Sull'Albania la sinistra rosica per colpa di giudici e socialisti. Sulla piena applicazione del Protocollo Albania e alla vigilia del voto di fiducia sull'omonimo decreto alla Camera incombe un doppio paradosso: da Tirana, con la trionfale affermazione del partito di Edi Rama e da Roma dopo il siluro arrivato dalla Cassazione che ha vanificato tutta la giurisprudenza ideologica sul diritto d'asilo, confermando per tabulas che il Cpr nell'hotspot di Gjader è in linea con il diritto comunitario e che i clandestini che provano strumentalmente a chiedere il diritto d'asilo per evitare l'espulsione possono tranquillamente restare reclusi in Albania.
La prova è arrivata ieri, quando nel Centro per il rimpatrio creato dentro l'hotspot dell'ex base militare albanese grazie all'intesa tra Rama e il premier da Brindisi sono arrivati altri 28 clandestini, destinati a essere rimpatriati. A Gjader, secondo fonti del Viminale, in questo momento ci sarebbero 43 stranieri. Altri 16 sono stati già rimpatriati nei Paesi di origine: cinque sono stati dimessi per motivi di salute e riportati quindi in Italia. Ma solo loro, dopo che la Cassazione con la sentenza 17510/25 su un migrante entrato clandestinamente in Italia a Lampedusa ha smentito la Corte d'Appello di Roma, sostenendo che il trattenimento nel Cpr del migrante espulso dal questore e quello del richiedente asilo previsto dal Testo unico sono due condizioni sovrapponibili ed «espiabili» anche in Albania. Merito del decreto 37 dello scorso 31 marzo che ha modificato l'articolo 3, comma 2 della legge 14 del 2024 (il Testo unico sull'immigrazione) e i compiti del Cpr albanese.

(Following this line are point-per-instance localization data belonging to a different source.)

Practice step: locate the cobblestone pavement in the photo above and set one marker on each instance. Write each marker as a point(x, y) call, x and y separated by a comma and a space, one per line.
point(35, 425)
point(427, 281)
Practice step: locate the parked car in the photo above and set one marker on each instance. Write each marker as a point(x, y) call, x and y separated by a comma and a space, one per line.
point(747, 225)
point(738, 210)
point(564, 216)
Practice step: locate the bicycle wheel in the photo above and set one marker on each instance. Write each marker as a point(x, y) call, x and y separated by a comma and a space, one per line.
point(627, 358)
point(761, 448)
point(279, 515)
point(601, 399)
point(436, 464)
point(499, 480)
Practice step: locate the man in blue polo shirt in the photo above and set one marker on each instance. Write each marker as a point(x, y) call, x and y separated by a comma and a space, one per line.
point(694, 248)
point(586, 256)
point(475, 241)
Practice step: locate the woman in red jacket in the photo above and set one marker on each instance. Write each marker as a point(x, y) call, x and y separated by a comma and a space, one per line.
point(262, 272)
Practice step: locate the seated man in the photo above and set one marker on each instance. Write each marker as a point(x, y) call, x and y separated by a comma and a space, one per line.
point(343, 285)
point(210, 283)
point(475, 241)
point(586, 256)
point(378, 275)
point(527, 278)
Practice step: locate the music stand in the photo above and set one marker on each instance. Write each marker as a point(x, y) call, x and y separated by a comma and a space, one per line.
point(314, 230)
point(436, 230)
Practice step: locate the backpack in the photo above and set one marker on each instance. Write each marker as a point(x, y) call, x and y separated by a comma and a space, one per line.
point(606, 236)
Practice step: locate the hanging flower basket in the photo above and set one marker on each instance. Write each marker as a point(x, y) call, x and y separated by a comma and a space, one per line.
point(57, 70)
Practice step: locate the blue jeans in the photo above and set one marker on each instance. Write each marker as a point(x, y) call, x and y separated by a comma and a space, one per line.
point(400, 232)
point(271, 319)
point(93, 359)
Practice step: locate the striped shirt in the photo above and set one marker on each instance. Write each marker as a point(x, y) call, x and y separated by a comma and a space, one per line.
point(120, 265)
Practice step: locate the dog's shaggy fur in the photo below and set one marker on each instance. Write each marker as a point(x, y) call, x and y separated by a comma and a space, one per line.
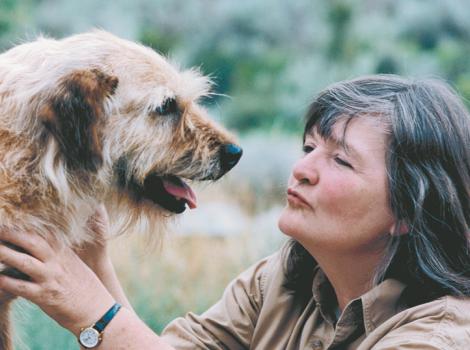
point(96, 119)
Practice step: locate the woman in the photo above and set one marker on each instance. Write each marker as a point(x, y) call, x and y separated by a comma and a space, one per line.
point(378, 209)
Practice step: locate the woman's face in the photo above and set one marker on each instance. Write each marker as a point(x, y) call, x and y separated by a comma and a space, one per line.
point(337, 197)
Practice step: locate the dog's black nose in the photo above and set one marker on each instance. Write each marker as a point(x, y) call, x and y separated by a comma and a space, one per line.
point(230, 155)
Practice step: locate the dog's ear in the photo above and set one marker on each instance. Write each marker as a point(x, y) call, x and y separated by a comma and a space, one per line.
point(74, 114)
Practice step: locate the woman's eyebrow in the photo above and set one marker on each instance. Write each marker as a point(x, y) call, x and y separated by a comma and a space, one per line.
point(337, 142)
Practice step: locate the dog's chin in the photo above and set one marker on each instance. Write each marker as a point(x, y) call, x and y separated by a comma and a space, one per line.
point(154, 191)
point(168, 192)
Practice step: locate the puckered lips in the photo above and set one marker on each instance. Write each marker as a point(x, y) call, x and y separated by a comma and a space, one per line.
point(170, 192)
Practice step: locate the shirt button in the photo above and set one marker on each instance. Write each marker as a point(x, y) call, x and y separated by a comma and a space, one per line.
point(317, 345)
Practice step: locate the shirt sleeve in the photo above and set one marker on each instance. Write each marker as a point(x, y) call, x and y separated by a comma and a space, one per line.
point(229, 324)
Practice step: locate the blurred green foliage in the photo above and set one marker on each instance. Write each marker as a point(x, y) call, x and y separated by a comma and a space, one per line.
point(268, 58)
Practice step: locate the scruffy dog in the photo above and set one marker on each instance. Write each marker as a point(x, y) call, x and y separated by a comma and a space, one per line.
point(96, 119)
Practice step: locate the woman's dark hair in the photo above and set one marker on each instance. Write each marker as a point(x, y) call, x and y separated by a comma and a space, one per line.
point(428, 165)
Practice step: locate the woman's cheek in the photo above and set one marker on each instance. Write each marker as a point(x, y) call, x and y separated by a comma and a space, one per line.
point(338, 195)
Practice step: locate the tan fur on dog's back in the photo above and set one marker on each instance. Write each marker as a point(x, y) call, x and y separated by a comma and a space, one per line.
point(81, 124)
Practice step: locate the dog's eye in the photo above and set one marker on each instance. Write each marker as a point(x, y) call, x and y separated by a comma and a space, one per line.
point(169, 106)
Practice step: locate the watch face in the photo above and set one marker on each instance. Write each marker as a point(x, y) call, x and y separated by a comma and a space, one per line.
point(89, 337)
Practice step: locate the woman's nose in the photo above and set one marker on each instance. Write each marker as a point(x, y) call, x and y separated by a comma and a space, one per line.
point(305, 170)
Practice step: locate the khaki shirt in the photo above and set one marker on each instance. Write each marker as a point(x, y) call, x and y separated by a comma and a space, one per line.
point(255, 312)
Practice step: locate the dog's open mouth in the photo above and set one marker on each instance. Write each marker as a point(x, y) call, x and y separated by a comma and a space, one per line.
point(170, 192)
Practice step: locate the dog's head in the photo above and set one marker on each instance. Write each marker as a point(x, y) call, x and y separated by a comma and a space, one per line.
point(120, 123)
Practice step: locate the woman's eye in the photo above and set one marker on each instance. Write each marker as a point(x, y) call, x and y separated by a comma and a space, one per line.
point(169, 106)
point(307, 148)
point(343, 162)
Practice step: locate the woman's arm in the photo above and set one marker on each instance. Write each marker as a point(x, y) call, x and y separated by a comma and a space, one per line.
point(66, 289)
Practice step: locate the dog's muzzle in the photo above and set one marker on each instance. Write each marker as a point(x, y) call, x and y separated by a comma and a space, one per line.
point(169, 191)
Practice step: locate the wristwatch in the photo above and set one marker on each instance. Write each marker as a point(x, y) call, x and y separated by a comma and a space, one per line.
point(91, 336)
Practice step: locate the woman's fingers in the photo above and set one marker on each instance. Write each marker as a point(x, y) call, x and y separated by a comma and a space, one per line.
point(34, 244)
point(22, 262)
point(26, 289)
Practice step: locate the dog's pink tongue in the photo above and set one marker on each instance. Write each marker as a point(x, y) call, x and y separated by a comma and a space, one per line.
point(181, 190)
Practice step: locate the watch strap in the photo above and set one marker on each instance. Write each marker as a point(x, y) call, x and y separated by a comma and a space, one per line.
point(101, 324)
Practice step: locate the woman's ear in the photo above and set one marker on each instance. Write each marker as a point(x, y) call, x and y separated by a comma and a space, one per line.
point(74, 116)
point(399, 228)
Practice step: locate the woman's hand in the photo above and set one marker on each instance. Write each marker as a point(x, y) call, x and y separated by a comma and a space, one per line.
point(61, 284)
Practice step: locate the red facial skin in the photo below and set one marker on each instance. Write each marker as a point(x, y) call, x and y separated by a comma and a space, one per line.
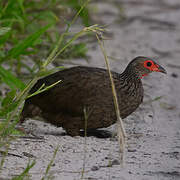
point(153, 67)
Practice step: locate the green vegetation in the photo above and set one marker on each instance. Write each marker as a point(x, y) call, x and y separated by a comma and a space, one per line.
point(33, 33)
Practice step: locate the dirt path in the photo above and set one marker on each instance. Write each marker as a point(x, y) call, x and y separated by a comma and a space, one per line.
point(150, 28)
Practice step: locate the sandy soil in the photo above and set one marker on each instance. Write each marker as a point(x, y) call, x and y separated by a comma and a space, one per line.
point(150, 28)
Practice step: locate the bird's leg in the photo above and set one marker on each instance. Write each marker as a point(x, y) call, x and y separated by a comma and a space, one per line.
point(72, 126)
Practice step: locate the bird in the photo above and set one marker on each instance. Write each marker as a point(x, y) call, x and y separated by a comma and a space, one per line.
point(83, 98)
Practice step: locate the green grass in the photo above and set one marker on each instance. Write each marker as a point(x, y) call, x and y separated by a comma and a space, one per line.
point(28, 28)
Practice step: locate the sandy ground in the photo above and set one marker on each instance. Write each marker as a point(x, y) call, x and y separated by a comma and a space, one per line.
point(150, 28)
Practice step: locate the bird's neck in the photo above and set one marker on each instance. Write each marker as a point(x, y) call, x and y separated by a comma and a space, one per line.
point(131, 74)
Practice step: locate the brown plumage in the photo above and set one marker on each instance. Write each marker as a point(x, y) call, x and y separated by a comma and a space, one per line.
point(89, 88)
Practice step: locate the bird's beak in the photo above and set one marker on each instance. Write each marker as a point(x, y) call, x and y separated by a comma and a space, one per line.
point(159, 68)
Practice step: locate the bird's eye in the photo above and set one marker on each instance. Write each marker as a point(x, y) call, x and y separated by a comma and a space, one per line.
point(149, 64)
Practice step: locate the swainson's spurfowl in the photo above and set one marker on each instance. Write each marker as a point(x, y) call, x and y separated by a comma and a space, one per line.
point(89, 88)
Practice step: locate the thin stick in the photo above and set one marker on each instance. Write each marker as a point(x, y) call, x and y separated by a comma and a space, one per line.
point(120, 127)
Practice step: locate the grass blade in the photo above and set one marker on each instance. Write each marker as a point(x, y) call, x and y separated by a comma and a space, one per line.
point(27, 42)
point(11, 80)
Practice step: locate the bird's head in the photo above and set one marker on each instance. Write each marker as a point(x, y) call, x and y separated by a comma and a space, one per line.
point(142, 66)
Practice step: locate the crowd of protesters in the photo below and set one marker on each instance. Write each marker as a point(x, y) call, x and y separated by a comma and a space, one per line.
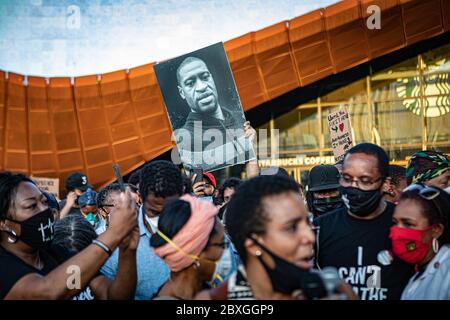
point(379, 231)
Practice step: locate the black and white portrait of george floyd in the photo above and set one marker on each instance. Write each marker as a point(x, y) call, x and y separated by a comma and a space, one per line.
point(204, 109)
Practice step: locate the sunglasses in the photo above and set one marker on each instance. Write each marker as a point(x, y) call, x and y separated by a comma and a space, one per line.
point(426, 192)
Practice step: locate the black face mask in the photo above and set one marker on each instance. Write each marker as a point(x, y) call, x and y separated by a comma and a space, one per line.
point(287, 277)
point(324, 205)
point(361, 203)
point(36, 231)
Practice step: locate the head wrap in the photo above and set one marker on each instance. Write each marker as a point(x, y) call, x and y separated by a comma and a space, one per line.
point(183, 250)
point(426, 165)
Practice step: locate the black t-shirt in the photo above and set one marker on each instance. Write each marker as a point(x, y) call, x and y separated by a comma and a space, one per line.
point(353, 246)
point(13, 269)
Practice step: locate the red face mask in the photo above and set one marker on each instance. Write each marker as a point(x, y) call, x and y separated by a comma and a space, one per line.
point(407, 244)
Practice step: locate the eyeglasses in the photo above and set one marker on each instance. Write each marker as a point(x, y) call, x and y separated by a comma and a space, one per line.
point(426, 192)
point(364, 183)
point(106, 206)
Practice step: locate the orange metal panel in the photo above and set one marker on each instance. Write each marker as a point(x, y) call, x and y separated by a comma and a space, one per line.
point(422, 19)
point(445, 5)
point(390, 36)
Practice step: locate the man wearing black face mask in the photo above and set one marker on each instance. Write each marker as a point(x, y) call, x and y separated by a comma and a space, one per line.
point(323, 194)
point(355, 238)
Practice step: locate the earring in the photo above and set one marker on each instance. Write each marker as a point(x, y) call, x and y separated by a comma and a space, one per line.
point(435, 245)
point(11, 239)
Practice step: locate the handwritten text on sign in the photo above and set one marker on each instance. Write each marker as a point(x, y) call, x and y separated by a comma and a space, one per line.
point(340, 133)
point(48, 185)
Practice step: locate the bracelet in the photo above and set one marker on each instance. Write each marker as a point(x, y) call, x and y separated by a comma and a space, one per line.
point(103, 246)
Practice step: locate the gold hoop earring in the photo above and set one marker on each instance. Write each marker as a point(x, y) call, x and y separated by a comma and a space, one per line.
point(11, 239)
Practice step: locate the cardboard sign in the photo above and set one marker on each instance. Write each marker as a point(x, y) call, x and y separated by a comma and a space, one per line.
point(340, 133)
point(49, 185)
point(204, 109)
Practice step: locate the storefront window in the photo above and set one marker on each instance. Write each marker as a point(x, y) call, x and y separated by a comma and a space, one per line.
point(356, 91)
point(298, 130)
point(403, 98)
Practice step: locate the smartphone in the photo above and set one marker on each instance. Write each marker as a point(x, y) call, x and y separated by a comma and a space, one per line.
point(199, 175)
point(119, 177)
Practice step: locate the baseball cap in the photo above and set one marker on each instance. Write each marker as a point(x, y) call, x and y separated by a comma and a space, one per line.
point(89, 198)
point(323, 177)
point(77, 180)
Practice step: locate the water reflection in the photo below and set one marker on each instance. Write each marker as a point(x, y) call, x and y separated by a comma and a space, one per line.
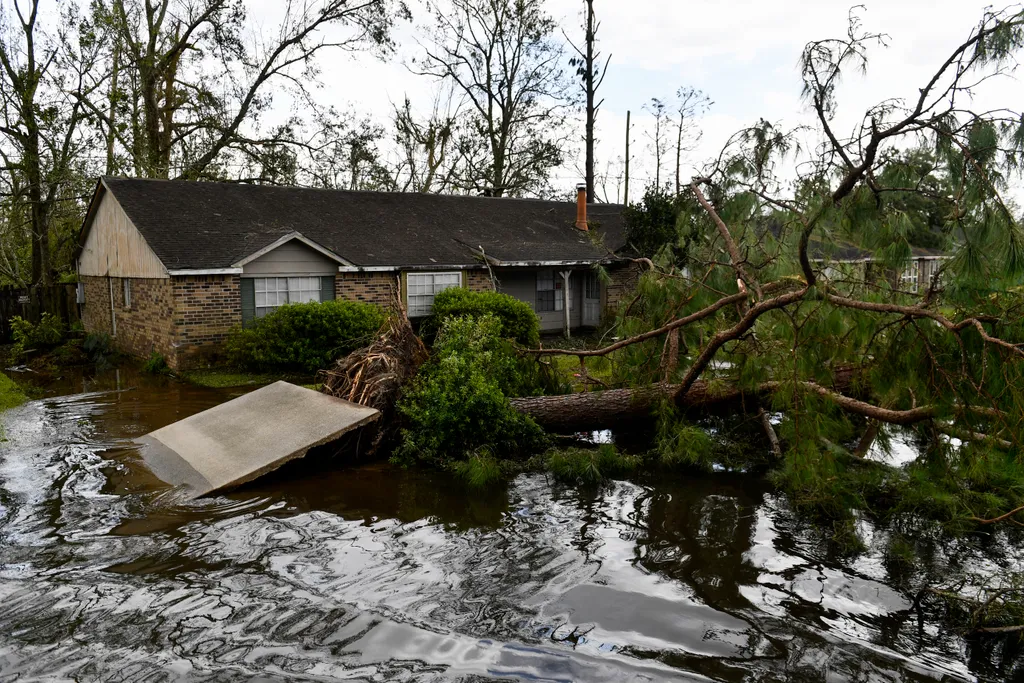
point(374, 572)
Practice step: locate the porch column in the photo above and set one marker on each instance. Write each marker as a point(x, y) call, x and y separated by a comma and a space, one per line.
point(565, 299)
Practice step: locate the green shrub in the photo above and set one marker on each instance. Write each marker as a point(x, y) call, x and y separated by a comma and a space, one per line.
point(458, 402)
point(479, 470)
point(589, 466)
point(678, 442)
point(156, 365)
point(50, 331)
point(48, 334)
point(518, 322)
point(304, 336)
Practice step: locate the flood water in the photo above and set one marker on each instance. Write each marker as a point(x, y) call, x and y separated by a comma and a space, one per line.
point(370, 572)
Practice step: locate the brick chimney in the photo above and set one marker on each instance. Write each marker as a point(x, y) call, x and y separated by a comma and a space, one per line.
point(582, 207)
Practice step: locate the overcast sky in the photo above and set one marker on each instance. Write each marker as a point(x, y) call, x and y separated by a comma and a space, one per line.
point(743, 54)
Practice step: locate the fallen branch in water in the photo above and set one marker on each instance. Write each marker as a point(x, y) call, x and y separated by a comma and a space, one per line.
point(1001, 517)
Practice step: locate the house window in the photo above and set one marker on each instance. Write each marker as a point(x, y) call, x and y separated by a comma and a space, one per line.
point(424, 286)
point(550, 291)
point(908, 280)
point(274, 292)
point(545, 291)
point(928, 269)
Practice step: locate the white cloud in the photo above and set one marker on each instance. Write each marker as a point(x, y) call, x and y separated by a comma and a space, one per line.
point(743, 53)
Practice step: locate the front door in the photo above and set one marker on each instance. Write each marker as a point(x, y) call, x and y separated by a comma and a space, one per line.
point(591, 300)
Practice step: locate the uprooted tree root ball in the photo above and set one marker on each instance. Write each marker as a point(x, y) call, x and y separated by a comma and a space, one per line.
point(375, 375)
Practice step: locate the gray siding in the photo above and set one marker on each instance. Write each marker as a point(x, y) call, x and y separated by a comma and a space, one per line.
point(522, 285)
point(292, 258)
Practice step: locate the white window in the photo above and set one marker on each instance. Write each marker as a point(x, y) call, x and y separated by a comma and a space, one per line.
point(424, 286)
point(908, 280)
point(545, 291)
point(551, 291)
point(274, 292)
point(928, 269)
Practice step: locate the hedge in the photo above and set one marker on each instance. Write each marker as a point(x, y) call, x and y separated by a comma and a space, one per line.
point(304, 336)
point(518, 322)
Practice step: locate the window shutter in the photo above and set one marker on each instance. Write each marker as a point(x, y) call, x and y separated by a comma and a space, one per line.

Quanto alla funzione «originaria» dell'hotspot di Gjader, vale a dire quella di identificazione dei migranti maschi, maggiorenni e in buona salute provenienti da Paesi considerati «sicuri» e salvati nel Mediterraneo dalle nostre navi militari, bisognerà attendere il pronunciamento della Corte di Giustizia Ue. Che con ogni probabilità darà ragione all'Italia sulla procedura di rimpatrio accelerata, atteso che anche la Ue sta preparando una lista di Paesi «sicuri» (compresi Bangladesh ed Egitto, bocciati invece dai giudici) dai quali non accetterà o quasi richiedenti asilo. C'è anche attesa per il verdetto della Cassazione sul decreto del Viminale che ha rivisto l'attività di soccorso delle navi delle Ong in mare: un testo su cui si addensano dubbi di costituzionalità rispetto al diritto internazionale che impone il salvataggio in mare e la tutela della vita.
L'attesa vittoria di Rama consoliderà l'intesa con la Meloni anziché comprometterla, come sperava l'opposizione, costretta a tifare per il suo avversario di destra Sali Berisha, vittima di una reputazione da filorusso e di una diaspora che ne ha fiaccato le ambizioni. Il premier albanese vince in dieci regioni su 12 e raccoglie un bottino di risultati impressionante: un Pil raddoppiato in 10 anni, un ruolo da pacificatore nei Balcani che ha stabilizzato un'area spaventata dalle possibili mosse di Vladimir Putin, l'accelerazione impressionante sulle riforme e sul processo di adesione alla Ue che potrebbe essere anche anticipato rispetto al 2030 («È più avanti degli altri», ammette il presidente del Consiglio europeo Antonio Costa), una reputazione alla quale ha ovviamente contribuito l'Italia - con il Giro partito dalle sponde del Paese adriatico - e un modello di hotspot extra Ue per identificazione e rimpatri da esportare altrove (si parla del Kosovo) per quanto piace a mezza Europa.
Tanto che il summit europeo della settimana prossima diventerà l'ennesima vetrina per Tirana e per lo stesso premier, che ha anche «ripulito» il suo partito dalla Tangentopoli albanese, cambiando l'80% degli eletti in Parlamento.